On 1 January, seven Hindus were killed in a militant attack at Dangri. The subsequent search by the security forces could not trace the attackers. On 15 January, two suspected terrorists entered the home of a panchayat member of Narla Bambal village in Rajouri district, demanded food and water, and gave the family Rupees 1500. They warned them against telling anyone before disappearing. Search operations acting on this lead too went cold. All these attacks have taken place within a few kilometres of one another. Possibly the failure to solve one has led to the other.  

The fact that the Rajouri-Poonch area could be slowly turning into a terror hotbed is also evident from the fact that three terrorist hideouts have been busted in the Poonch district this year. Security forces raided a hideout on 15 January in Surankot Sector near Sindara village and recovered arms and ammunition including three AK rifles. Another hideout was neutralized on 25 January after raids in Kalai Top, Shiendra, Ratta Jabbar and adjoining areas and two AK rifles were recovered. On 9 February, another hideout was busted and weapons were recovered in Naka Majiari village in Mendhar tehsil.   

Focus on the PAFF 

The People’s Anti-Fascist Front (PAFF), believed to be a front of the Jaish-e-Mohammed (JeM), claimed responsibility for the 20 April attack. The PAFF had been banned by the Ministry of Home Affairs in January 2023 under the Unlawful Activities Prevention Act (UAPA) for carrying out terror activities in Kashmir. However, little else is available about the identity of the attackers, widely believed to be Pakistani cadres of the JeM. There is no unanimity about the number of attackers as well—estimated to be anywhere between three to seven. The PAFF, since its inception in 2019, has claimed responsibility for nine attacks. Four of these attacks have been in the Rajouri-Poonch area.  

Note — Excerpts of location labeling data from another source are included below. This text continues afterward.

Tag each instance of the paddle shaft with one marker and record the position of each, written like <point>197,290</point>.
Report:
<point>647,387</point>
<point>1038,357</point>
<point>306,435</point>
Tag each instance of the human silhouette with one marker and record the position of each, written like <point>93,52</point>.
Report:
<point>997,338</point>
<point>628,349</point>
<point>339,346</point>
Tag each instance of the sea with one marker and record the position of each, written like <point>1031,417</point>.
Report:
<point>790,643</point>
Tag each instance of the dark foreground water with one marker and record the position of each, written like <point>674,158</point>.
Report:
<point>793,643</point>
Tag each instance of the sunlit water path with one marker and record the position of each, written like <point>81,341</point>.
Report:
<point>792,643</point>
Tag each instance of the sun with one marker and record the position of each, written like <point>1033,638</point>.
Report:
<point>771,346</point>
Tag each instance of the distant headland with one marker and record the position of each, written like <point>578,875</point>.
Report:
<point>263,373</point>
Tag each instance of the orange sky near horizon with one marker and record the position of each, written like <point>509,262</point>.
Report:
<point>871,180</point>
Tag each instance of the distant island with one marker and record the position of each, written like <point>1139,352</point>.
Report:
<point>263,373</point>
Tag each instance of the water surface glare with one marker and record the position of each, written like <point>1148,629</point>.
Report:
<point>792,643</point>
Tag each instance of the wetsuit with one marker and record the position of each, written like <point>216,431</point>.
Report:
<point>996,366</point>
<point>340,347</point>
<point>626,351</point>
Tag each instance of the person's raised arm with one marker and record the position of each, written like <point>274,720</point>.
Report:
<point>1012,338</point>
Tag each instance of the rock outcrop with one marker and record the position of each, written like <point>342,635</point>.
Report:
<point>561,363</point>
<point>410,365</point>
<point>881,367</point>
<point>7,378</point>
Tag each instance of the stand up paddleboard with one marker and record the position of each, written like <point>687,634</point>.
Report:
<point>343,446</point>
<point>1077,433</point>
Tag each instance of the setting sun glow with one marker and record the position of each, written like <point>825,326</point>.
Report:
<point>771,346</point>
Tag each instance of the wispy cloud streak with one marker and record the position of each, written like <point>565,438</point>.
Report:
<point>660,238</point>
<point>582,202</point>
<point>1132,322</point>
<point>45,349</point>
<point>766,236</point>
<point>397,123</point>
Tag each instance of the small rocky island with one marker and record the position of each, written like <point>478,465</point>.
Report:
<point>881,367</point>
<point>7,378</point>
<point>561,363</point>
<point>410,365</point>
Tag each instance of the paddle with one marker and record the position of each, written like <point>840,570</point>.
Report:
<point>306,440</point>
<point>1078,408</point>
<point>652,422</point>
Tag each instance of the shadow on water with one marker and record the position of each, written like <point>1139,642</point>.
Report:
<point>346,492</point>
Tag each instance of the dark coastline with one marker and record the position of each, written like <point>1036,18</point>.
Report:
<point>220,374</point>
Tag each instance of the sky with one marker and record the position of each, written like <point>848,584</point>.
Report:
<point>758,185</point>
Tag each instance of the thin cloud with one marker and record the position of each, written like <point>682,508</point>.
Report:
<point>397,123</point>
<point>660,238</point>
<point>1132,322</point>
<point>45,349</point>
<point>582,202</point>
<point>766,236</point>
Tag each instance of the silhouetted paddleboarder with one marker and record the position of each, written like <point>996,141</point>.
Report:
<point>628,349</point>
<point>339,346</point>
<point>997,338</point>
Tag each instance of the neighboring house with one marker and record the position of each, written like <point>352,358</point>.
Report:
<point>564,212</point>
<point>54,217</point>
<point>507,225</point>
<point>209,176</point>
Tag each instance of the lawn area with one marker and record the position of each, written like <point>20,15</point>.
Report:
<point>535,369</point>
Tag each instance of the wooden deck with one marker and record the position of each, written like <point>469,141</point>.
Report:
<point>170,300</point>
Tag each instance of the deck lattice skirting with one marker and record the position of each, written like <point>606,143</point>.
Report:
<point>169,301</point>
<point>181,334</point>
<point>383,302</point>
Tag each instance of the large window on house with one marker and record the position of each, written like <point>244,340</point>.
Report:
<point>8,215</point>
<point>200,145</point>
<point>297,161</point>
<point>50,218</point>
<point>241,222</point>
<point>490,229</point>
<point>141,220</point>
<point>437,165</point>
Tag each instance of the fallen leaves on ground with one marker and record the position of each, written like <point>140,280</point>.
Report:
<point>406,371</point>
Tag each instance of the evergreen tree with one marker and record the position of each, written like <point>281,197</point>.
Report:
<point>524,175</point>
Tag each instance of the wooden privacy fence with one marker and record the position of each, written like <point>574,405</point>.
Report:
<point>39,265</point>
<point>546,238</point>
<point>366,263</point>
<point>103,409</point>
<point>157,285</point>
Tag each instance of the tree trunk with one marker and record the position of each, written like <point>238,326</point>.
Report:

While identifying the attackers and neutralizing them remains extremely important, these attacks signify two important developments: firstly, the Jammu region and its openly communal atmosphere is sought to be exploited by the terrorists; and secondly, the terrorists are receiving some degree of support from the local communities, who have at least a two-decade long history of being hostile towards local as well as Pakistani terrorists.     


The terror attacks highlight the importance of securing the border districts of Poonch and Rajouri to the overall terrorist challenge in Jammu & Kashmir. Hostile terrain poses a huge challenge. That needs to be addressed by the counter-insurgency grid. More importantly, the growing alienation among the Gujjar and Bakherwal communities needs to be addressed. Security forces cannot be expected to succeed in neutralizing terror without the cooperation of the local communities.   

(Dr. Bibhu Prasad Routray is the Director of Mantraya. This policy brief has been published as part of Mantraya’s ongoing “Mapping Terror & Insurgent Networks” and “Fragility, Conflict, and Peace Building” projects. All Mantraya publications are peer-reviewed.)